We need the Brechtian, Greek-chorus device of those orchestral interludes on the Bosphorus, though: without an occasional break the drama and darkness would be too much. We also need to go with the flow of this movie, and not expect it to be more polished or more organized, or even better looking, than it is. It looks unlike most films we're seeing now, but that doesn't mean the cinematographer hasn't done the best possible job. What it has is life, tumultuous with incident, strong personalities, and a milieu we've not seen before. There's also a loud, authentic-feeling rock-pop soundtrack and a cunning contrast between Cahit's punk-rock sensibility and Sibel's love of good grooming and dance. Arguably the movie is too long, but that length gives it the feel of a saga, which it must have, because that's what it is, the confused, tawdry epic of a generation. Like all first films by a whole subculture, it has a lot to talk about. When Sibel and Cahit discover they still love each other, after everything, it's the Turkish Germans discovering that they have self-worth. The last scenes are open-ended: this generation's future is anybody's guess.

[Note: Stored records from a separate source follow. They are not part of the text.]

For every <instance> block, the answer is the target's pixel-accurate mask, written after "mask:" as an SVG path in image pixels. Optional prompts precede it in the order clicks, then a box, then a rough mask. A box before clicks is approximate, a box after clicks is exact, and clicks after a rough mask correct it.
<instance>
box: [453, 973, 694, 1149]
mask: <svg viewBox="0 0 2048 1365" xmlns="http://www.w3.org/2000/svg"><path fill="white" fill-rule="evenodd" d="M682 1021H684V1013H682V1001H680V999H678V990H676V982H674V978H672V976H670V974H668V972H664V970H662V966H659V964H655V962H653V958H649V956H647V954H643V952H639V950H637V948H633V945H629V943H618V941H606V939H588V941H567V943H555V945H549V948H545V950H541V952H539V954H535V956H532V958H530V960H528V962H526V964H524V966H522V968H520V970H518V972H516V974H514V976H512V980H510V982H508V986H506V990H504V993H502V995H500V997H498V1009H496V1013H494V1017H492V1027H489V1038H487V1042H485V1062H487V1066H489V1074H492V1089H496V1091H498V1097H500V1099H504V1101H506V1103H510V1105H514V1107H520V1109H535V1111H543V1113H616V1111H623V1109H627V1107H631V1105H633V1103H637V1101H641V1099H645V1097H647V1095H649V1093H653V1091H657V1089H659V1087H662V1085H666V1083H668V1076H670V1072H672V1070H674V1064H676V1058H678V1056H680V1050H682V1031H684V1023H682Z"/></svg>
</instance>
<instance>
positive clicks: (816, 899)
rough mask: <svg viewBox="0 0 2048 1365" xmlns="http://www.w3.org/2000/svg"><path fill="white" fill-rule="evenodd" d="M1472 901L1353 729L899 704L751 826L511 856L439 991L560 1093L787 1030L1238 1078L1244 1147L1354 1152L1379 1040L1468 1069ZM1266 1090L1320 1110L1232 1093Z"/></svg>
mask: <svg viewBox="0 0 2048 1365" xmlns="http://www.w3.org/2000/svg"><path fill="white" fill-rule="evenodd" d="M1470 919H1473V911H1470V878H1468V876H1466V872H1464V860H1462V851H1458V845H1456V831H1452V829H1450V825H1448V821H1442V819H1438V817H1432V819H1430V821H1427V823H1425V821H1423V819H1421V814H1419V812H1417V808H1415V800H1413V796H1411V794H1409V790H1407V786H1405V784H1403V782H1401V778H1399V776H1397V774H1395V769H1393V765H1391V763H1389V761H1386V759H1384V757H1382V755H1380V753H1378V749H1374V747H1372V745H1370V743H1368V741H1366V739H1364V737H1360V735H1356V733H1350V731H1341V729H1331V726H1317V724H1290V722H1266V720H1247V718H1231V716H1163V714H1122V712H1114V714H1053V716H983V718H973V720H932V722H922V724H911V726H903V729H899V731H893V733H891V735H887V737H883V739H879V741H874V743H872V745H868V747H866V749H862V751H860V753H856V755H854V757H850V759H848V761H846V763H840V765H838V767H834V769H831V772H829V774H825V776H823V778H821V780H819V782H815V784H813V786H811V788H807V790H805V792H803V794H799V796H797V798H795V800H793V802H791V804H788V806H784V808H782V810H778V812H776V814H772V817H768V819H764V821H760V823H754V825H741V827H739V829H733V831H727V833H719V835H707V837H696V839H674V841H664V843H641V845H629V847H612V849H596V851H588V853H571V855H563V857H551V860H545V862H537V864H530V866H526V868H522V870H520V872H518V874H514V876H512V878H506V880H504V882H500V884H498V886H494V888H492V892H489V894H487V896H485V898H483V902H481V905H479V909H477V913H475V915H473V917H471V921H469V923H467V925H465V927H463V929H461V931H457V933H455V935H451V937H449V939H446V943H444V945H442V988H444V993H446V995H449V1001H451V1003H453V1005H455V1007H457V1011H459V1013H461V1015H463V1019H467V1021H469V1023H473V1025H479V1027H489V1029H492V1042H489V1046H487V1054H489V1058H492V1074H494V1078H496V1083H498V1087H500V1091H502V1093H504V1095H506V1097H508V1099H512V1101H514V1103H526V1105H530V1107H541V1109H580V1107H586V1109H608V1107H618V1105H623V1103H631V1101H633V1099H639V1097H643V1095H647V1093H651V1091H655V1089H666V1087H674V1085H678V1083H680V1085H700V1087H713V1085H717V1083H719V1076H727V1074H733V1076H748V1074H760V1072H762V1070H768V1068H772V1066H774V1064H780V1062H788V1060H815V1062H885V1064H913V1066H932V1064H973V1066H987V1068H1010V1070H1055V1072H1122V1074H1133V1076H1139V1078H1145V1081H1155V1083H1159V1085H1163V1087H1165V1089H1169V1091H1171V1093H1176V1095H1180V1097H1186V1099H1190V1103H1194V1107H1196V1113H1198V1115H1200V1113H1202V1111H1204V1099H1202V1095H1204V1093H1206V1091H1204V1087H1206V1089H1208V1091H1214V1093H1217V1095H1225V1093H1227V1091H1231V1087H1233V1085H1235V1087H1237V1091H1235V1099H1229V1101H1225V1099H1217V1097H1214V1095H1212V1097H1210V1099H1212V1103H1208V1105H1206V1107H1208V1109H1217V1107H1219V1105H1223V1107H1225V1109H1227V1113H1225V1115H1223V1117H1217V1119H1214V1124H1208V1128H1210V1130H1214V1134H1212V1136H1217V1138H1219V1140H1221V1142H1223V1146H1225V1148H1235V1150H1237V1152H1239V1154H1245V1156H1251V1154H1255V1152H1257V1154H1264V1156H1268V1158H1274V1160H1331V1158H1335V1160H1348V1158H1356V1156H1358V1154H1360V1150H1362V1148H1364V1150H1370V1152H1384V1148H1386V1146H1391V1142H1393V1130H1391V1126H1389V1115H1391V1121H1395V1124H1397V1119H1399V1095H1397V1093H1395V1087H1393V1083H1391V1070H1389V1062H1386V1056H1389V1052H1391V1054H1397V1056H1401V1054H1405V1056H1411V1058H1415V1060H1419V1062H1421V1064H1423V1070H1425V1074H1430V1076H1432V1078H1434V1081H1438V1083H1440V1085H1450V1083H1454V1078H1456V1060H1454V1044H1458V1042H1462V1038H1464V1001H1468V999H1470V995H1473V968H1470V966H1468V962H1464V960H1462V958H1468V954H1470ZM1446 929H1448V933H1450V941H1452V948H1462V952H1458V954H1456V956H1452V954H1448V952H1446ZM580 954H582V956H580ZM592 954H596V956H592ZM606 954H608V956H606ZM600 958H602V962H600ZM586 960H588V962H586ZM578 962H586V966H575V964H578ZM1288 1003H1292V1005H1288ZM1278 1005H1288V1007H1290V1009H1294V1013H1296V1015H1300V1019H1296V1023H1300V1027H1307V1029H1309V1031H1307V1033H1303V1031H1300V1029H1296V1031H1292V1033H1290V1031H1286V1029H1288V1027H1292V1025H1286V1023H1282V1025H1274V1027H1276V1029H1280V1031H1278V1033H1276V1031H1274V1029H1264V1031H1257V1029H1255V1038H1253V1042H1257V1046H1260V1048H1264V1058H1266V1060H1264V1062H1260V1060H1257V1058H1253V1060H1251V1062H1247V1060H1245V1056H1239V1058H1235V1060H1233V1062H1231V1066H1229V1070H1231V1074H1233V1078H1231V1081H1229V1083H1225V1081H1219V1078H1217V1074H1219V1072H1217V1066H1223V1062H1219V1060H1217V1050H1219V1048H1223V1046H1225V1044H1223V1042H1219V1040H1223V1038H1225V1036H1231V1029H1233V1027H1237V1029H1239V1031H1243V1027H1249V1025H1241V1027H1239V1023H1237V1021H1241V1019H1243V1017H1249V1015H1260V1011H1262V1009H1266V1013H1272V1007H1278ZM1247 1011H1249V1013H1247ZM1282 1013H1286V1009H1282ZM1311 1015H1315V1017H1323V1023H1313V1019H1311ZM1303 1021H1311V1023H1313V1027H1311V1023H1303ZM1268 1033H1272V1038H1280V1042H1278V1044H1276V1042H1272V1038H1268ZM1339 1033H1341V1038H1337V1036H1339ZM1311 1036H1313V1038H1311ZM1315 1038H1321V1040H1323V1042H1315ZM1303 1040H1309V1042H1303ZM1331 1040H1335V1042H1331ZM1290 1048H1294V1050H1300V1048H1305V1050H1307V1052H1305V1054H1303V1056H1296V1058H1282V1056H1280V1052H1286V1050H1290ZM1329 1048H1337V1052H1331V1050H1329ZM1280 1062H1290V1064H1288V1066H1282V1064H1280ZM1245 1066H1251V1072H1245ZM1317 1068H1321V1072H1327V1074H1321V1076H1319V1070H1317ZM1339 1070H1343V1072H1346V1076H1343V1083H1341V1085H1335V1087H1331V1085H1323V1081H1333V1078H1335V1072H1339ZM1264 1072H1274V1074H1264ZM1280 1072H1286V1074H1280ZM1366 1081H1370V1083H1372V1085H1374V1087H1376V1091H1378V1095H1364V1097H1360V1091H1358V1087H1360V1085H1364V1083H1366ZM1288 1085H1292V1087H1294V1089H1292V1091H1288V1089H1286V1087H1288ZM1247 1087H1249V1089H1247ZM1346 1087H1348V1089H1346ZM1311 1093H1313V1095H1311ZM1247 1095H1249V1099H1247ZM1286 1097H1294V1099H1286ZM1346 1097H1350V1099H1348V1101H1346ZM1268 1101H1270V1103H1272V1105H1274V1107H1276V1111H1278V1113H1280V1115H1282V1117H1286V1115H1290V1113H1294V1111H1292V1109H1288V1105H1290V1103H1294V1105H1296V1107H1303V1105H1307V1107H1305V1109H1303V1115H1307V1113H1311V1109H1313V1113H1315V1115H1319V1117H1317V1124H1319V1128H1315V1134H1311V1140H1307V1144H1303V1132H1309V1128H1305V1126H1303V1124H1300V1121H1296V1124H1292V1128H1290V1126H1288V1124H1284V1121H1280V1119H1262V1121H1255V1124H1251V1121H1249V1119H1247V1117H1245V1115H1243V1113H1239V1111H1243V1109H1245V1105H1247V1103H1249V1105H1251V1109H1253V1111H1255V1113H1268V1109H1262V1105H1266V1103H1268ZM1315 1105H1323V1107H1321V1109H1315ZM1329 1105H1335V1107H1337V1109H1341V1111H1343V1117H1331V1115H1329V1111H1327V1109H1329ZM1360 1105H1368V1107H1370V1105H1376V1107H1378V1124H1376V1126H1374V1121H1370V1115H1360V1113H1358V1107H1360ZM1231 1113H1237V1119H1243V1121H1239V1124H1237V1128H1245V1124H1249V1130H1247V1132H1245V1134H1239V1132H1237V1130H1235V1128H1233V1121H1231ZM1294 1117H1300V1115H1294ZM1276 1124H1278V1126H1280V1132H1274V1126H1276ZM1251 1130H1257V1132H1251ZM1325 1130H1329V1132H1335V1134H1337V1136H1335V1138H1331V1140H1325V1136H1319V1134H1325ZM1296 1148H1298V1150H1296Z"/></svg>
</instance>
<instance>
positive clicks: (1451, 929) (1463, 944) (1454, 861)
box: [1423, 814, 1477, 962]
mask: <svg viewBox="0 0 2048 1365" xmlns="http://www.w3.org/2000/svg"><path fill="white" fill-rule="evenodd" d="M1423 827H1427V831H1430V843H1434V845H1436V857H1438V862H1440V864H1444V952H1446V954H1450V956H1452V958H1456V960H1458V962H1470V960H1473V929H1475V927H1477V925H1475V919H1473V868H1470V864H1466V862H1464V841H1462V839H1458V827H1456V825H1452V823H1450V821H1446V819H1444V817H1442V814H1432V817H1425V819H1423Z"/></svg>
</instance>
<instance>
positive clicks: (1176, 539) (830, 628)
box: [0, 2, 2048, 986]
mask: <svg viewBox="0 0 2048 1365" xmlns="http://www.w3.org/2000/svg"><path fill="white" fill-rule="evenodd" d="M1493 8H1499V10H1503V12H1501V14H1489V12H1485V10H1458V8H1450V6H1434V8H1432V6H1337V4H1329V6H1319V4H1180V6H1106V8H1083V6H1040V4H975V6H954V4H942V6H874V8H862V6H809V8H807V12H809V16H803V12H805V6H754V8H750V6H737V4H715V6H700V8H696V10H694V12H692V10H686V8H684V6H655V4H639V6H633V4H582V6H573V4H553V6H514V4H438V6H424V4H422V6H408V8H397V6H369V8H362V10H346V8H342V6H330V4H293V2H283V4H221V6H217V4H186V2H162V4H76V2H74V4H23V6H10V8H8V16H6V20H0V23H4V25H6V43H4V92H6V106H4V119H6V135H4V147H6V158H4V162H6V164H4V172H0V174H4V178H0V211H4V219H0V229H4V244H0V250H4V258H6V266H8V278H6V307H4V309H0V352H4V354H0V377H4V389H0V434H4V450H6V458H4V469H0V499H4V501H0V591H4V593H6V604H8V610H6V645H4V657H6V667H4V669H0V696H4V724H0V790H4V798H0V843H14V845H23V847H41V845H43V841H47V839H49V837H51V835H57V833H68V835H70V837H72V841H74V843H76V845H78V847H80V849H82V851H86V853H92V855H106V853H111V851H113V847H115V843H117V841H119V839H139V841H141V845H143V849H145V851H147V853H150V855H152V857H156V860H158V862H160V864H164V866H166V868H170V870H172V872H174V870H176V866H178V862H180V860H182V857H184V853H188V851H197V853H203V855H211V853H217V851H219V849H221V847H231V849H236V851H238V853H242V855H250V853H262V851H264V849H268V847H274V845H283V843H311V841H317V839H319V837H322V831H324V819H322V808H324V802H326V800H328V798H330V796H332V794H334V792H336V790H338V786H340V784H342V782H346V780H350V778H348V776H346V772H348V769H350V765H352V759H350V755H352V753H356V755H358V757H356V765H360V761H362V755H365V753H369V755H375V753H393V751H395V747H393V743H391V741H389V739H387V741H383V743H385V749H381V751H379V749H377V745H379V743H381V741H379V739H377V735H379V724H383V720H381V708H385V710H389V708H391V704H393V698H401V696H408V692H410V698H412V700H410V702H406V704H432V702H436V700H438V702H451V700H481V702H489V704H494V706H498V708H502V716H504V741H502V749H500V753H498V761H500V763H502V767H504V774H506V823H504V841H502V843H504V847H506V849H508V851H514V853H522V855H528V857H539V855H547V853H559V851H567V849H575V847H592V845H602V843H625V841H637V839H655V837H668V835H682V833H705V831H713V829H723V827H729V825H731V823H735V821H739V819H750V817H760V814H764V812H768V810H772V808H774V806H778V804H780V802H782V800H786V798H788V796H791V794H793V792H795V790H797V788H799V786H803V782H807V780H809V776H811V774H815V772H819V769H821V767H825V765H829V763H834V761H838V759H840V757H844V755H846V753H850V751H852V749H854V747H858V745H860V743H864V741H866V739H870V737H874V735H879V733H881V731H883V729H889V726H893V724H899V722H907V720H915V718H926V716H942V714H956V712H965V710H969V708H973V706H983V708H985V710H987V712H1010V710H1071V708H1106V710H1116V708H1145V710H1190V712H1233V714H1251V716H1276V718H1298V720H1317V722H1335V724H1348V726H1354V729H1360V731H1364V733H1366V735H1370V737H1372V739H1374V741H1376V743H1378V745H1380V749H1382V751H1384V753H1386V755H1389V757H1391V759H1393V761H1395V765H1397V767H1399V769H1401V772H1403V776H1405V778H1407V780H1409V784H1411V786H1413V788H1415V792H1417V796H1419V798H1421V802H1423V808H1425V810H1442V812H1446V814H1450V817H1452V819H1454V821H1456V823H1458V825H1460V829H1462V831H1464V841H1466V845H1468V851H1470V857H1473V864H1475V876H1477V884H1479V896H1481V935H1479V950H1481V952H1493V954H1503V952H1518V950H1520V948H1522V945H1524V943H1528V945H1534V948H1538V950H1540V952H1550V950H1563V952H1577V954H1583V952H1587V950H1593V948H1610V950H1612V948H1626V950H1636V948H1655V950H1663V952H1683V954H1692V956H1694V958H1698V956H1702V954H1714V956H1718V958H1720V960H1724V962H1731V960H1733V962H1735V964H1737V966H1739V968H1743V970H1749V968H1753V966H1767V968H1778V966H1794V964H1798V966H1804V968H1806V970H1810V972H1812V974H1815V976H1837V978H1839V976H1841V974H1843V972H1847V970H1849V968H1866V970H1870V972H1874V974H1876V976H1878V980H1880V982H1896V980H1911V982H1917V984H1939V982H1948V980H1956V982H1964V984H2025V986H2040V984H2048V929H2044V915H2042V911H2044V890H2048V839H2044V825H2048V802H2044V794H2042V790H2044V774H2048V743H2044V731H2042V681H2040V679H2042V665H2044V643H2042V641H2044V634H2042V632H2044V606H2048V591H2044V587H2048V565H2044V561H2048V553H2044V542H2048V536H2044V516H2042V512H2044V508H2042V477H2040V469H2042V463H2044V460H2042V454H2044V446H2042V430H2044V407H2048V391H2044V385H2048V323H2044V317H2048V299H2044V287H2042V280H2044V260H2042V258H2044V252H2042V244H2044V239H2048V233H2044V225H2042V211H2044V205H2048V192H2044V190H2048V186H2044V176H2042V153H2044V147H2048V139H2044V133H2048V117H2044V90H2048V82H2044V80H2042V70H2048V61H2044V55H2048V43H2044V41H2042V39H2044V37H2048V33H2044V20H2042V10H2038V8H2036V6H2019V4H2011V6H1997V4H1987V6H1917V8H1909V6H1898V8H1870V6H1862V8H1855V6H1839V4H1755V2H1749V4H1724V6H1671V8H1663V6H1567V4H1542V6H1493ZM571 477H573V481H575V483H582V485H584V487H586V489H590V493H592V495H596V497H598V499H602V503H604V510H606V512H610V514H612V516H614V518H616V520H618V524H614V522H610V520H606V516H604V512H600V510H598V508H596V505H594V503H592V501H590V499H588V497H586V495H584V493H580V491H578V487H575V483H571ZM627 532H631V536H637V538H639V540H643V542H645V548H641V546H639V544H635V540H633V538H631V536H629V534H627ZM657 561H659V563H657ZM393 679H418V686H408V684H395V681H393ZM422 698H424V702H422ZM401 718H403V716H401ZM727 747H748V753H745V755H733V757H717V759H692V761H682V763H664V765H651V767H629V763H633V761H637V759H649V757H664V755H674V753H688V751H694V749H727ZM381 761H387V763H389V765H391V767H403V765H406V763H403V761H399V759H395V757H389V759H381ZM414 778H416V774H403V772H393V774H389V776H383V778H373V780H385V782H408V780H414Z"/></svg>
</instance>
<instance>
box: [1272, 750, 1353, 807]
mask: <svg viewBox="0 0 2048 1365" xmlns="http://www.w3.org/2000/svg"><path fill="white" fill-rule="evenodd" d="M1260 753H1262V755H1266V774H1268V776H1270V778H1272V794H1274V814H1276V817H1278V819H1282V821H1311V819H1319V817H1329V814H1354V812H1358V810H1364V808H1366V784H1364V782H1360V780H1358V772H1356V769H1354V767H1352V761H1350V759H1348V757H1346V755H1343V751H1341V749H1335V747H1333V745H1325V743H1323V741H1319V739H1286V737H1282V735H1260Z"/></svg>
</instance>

Seen in Paris 17 September 2004. Opening in the US in January 2005. First German film to win a Golden Bear in Berlin in eighteen years.
oscar jubis
04-22-2005, 02:09 AM
I was extremely impressed with the deep characterizations of Cahit and Sibel, introduced as fucked-up desperados who increasingly gain complexity before our eyes, thanks to Fatih Akin's knowing script and nuanced performances from Birol Unel and Sibel Kekilli. What happens between them_ the way their relationship evolves from convenience to something more meaningful, is well-observed and allowed to develop realistically. Thumbs-up also for the Turkish-sextet-as-Greek-chorus device, set at the waterway dividing Europe from Asia. But when the film itself crosses into Istambul, Akin losses his head. There, Gegen die Wand truly becomes a "lurid story" (Chris Knipp) with "tonal inconsistencies" (arsaib4) as, in rapid succession, Sibel gets raped on the floor of a bar, beaten to a pulp, stabbed, and becomes a toddler's mom. Certainly not as accomplished a "culturally hybrid film" as My Beautiful Launderette, or even Dover Kosashvili's Late Marriage, yet well worth-watching. Its Golden Bear and European Film award too lofty a reward, in my opinion.
Chris Knipp
04-22-2005, 03:48 AM
Maybe the award has elements of guilt and affirmative action behind it. After all, the Germans have exploited Turkish "guestworkers" for decades, and the Turkish filmmaker deserved encouragement. Also, there is no other film about this group of people with this kind of energy and strength, and whatever it's strengths or weaknesses, in its overblown way, the movie is sincere. Did I say that? I don't remember. What I did say was "what it has is life," and like Ae Fond Kiss, it may have more life, because of rather than in spite of its crudeness, than the wonderfully polished and witty (and in every way superior) My Beautiful Laundrette.